Legislators can look to how conflicts of interests are handled for physicians, who treat patients but may have other income streams as well. The Sunshine Act mandates that data from drug and medical device makers track all compensation over $10 that it offers to physicians, which is then published in a public database by the federal government. Legislation like the Stark Law and the anti-kickback statute should be applied to health insurance companies, while more specific regulations around corporate venture investing, enforced by organizations like the Federal Trade Commission, are needed for both health systems and health insurers. Similar to what is mandated by the Sunshine Act for doctors, a central database, searchable by the public, that details their investment activity should be created. And finally, patients should be made aware of the potential conflicts of interest lurking behind products offered to them or applied to their care in the exam room.

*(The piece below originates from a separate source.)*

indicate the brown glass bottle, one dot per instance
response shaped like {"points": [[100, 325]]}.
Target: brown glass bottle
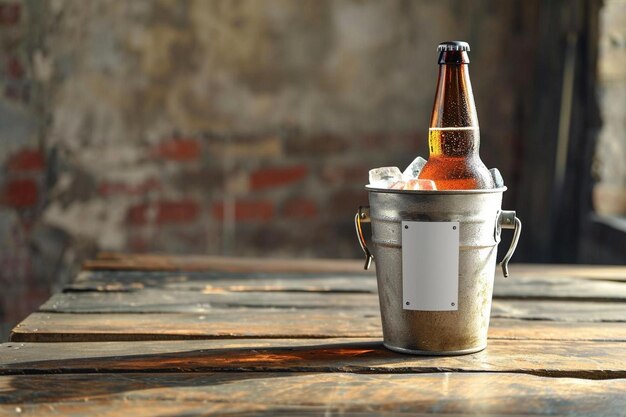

When offered a service venture-backed by a hospital or a health insurance company they’re using, patients should also be offered a competitive alternative without a financial conflict of interest.
As health care innovation continues to rapidly evolve, health insurers and health systems are poised to help companies like Ginger reach their potential through venture investing. However, guardrails and transparency laws are urgently needed to ensure that patients receive high-quality care, not high-profit care.